The snow day would come just before Santa Fe Public Schools’ weeklong spring break starting Monday, March 20.
For years, Carrillo has advocated for a day of action, in which schools would close and all of their employees, students and parents would flood the Capitol to make a point that education matters.
He said his vision for Thursday is that people line the stairs of the Capitol leading to the fourth-floor office of the governor to deliver “a message of hope” in the form of letters and postcards urging her to hold the line when it comes to education.
If the district does close down Thursday, and nobody shows up at the Roundhouse, he said, “Then we get what we deserve.”
Grace Mayer, president of the teachers union NEA-Santa Fe, said based on her conversations with teachers, many of them would support the snow day for activism.
“We don’t have any choice but to take serious action to inform the community” about the threat of education cuts, Mayer said Tuesday.
In the past few years, teachers have sometimes gathered at the Roundhouse on federal holidays such as Martin Luther King Jr. Day to advocate for public education.
But it’s unclear whether a planned, paid day off for teachers and students to rally at the Capitol would any raise ethics issues.

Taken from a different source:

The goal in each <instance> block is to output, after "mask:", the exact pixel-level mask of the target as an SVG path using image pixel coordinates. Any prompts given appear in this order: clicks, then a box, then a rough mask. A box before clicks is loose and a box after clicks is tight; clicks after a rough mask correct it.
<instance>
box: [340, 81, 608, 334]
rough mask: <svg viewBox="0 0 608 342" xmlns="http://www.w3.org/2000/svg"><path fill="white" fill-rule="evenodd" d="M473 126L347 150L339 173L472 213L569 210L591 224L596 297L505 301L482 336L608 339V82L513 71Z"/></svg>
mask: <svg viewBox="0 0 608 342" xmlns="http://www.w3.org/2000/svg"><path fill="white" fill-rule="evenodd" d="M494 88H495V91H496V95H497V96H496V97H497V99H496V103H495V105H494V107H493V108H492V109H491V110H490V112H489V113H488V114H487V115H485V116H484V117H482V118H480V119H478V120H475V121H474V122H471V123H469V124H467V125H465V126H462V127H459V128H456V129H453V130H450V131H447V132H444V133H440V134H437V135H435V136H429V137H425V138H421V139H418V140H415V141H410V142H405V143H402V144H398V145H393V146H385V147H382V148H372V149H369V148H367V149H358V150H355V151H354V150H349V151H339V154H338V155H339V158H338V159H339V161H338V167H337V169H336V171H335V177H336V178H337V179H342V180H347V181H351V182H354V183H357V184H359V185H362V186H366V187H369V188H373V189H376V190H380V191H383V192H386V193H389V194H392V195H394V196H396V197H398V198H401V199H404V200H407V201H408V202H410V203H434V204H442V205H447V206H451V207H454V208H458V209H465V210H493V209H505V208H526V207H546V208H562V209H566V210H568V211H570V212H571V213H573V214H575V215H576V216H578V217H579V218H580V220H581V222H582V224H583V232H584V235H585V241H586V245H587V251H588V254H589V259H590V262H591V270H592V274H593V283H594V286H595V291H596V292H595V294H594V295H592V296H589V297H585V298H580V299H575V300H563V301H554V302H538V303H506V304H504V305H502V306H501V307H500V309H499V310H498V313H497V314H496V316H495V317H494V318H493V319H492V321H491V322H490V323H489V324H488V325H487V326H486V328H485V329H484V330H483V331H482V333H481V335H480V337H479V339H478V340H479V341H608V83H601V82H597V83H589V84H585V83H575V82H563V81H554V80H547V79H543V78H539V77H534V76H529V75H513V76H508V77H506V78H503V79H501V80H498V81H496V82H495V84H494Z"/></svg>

Representatives from the Secretary of State’s Office, New Mexico Ethics Watch and Common Cause New Mexico did not respond by press deadline to calls seeking comment on this possibility.
Two Democratic legislators said they support the idea of a school district taking a day off just so students can see how the state Legislature works.

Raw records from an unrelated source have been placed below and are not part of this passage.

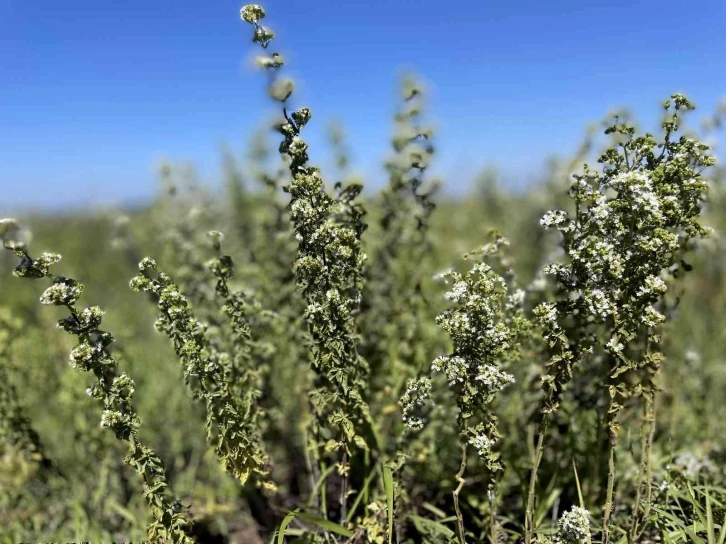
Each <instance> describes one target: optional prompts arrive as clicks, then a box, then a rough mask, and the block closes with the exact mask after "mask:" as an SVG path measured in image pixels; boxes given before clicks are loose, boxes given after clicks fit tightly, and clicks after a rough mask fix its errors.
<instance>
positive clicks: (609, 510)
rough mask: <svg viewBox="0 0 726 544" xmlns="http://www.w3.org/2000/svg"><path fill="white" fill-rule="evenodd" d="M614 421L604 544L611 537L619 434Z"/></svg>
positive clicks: (612, 427)
mask: <svg viewBox="0 0 726 544" xmlns="http://www.w3.org/2000/svg"><path fill="white" fill-rule="evenodd" d="M612 424H613V423H612V422H611V424H610V425H609V426H608V431H609V434H610V440H609V441H608V488H607V492H606V495H605V511H604V515H603V533H602V535H603V536H602V544H608V542H609V541H610V540H609V537H610V517H611V515H612V512H613V489H614V487H615V444H616V443H617V436H616V435H615V430H614V429H613V427H612Z"/></svg>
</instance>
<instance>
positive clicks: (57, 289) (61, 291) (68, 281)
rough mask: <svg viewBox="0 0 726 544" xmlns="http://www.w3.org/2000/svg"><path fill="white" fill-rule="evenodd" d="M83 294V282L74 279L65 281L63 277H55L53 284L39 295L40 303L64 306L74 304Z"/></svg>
mask: <svg viewBox="0 0 726 544" xmlns="http://www.w3.org/2000/svg"><path fill="white" fill-rule="evenodd" d="M81 294H83V284H81V283H78V282H75V281H70V280H68V281H66V280H65V278H60V277H58V278H56V280H55V281H54V282H53V284H52V285H51V286H50V287H48V288H47V289H46V290H45V291H43V294H42V295H41V296H40V302H41V303H42V304H52V305H55V306H66V305H71V304H74V303H75V302H76V301H77V300H78V298H79V297H80V296H81Z"/></svg>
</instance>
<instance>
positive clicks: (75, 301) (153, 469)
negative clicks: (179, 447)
mask: <svg viewBox="0 0 726 544" xmlns="http://www.w3.org/2000/svg"><path fill="white" fill-rule="evenodd" d="M4 245H5V247H6V248H7V249H9V250H11V251H13V252H14V253H15V254H16V255H17V256H18V257H19V258H20V264H19V265H18V266H16V267H15V270H14V271H13V274H14V275H15V276H16V277H19V278H29V279H39V278H50V279H52V284H51V285H50V287H48V288H47V289H46V290H45V291H44V292H43V294H42V296H41V297H40V302H41V303H42V304H46V305H50V306H61V307H65V308H66V309H67V310H68V311H69V315H68V316H67V317H65V318H63V319H61V320H60V321H58V328H60V329H62V330H64V331H65V332H67V333H68V334H70V335H73V336H75V337H76V338H77V339H78V345H77V346H76V347H74V348H73V350H72V351H71V355H70V365H71V367H72V368H74V369H76V370H79V371H81V372H91V373H93V375H94V376H95V377H96V380H97V381H96V383H95V384H94V385H92V386H91V387H89V388H88V389H87V390H86V393H87V394H88V395H90V396H91V397H93V398H95V399H97V400H99V401H101V403H102V404H103V408H104V410H103V413H102V415H101V426H102V427H107V428H109V429H110V430H111V431H113V433H114V434H115V436H116V438H117V439H119V440H122V441H124V442H128V444H129V453H128V455H127V456H126V457H125V458H124V462H125V463H126V464H127V465H129V466H131V467H133V468H134V469H135V470H136V472H138V473H139V474H140V475H141V477H142V478H143V482H144V498H145V499H146V501H147V503H148V504H149V506H150V508H151V513H152V516H153V518H154V520H153V521H152V522H151V523H150V524H149V526H148V531H147V532H148V536H149V539H150V540H151V541H152V542H185V543H191V542H193V540H192V539H191V538H190V537H189V530H190V528H191V527H190V526H191V521H190V519H189V518H188V517H187V516H186V515H185V514H184V513H183V512H182V511H181V506H180V504H179V503H178V502H177V501H172V500H171V499H170V498H169V496H168V487H169V486H168V483H167V481H166V475H165V471H164V464H163V462H162V460H161V459H160V458H159V457H158V456H157V455H156V454H155V453H154V452H153V450H151V448H149V447H148V446H146V445H145V444H143V443H142V442H141V441H140V440H139V438H138V436H137V435H138V429H139V426H140V425H141V421H140V419H139V417H138V416H137V414H136V410H135V409H134V406H133V403H132V397H133V394H134V390H135V385H134V382H133V380H132V379H131V378H130V377H129V376H128V375H127V374H125V373H121V374H119V373H118V365H117V363H116V360H115V358H114V357H113V355H112V354H111V352H110V350H109V347H110V345H111V344H112V343H113V342H114V338H113V336H112V335H111V334H110V333H109V332H106V331H103V330H101V329H100V328H99V327H100V326H101V320H102V317H103V314H104V311H103V310H102V309H101V308H99V307H98V306H91V307H88V308H83V309H79V308H78V307H77V306H76V303H77V301H78V299H79V298H80V296H81V294H82V293H83V284H82V283H80V282H78V281H76V280H74V279H72V278H66V277H63V276H55V275H54V274H52V273H51V271H50V267H51V266H52V265H54V264H55V263H57V262H58V261H60V259H61V256H60V255H59V254H57V253H43V254H42V255H41V256H40V257H38V258H37V259H33V258H32V257H31V256H30V254H29V253H28V251H27V249H26V247H25V244H23V243H20V242H13V241H6V242H5V243H4Z"/></svg>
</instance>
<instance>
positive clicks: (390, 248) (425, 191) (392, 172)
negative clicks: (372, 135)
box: [361, 76, 435, 401]
mask: <svg viewBox="0 0 726 544" xmlns="http://www.w3.org/2000/svg"><path fill="white" fill-rule="evenodd" d="M401 98H402V100H401V102H402V104H401V106H400V107H399V111H398V112H397V113H396V117H395V132H394V136H393V139H392V147H393V150H394V154H393V156H392V157H390V158H389V159H388V160H387V161H386V169H387V171H388V176H389V182H388V185H387V186H386V187H385V188H384V189H383V191H382V192H381V210H382V214H381V217H380V219H379V229H380V239H379V240H378V243H377V251H376V253H375V254H374V256H373V259H372V265H371V266H370V267H369V268H368V270H367V271H366V272H367V277H368V282H367V284H366V286H367V293H366V294H367V302H366V304H365V306H364V308H363V311H362V319H361V327H362V328H363V333H364V334H363V339H364V345H363V349H364V350H365V354H366V358H367V359H368V360H369V361H370V364H371V384H372V389H373V391H374V394H377V395H379V396H382V397H383V398H384V400H385V401H389V399H390V398H391V396H393V397H394V398H397V397H398V396H400V393H401V391H400V388H401V387H402V385H403V384H405V383H406V381H407V379H406V378H408V377H411V376H412V375H417V374H419V373H421V372H422V371H423V370H424V369H423V368H422V365H423V364H425V361H426V357H427V354H426V351H425V350H426V347H427V346H426V340H427V335H426V332H428V331H426V330H425V327H426V325H427V324H426V323H425V320H422V319H421V318H422V316H423V315H425V312H426V309H427V302H426V300H425V299H424V296H423V289H422V284H423V278H424V275H423V272H422V269H424V268H425V263H426V262H427V260H428V259H429V258H430V256H431V255H432V253H433V243H432V240H431V233H430V231H429V226H430V218H431V214H432V212H433V210H434V208H435V205H434V203H433V202H432V201H431V193H432V191H433V189H430V190H423V185H424V182H425V173H426V169H427V167H428V166H429V164H430V162H431V160H432V158H433V154H434V146H433V144H432V143H431V137H432V135H433V130H432V129H431V128H430V127H427V126H424V124H423V122H422V116H423V109H424V105H425V100H424V92H423V89H422V85H421V84H420V83H419V82H418V81H416V79H415V78H414V77H413V76H407V77H405V78H404V79H403V81H402V83H401Z"/></svg>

“As long as they make their 180 [classroom] days or whatever, I think it’s a great thing,” said Sen. Cisco McSorley, D-Albuquerque. He said it would be equivalent to a field trip to observe government in action. “We don’t teach civics anymore [in school], so I think it’s fine.”
Senate Majority Leader Peter Wirth, D-Santa Fe, said many students spend a day at the Legislature as part of a mentorship program or a field trip, so the notion of students and staff descending on the Roundhouse is normal.
Neither senator had any idea of whether a concocted snow day would cause child care problems or extra expenses for parents. McSorley said the child care center he used for his son had allowances for accepting children at unexpected times.
Wirth, upon initially hearing the news of the potential rally, responded with a one-liner: “Well, we need the snow.”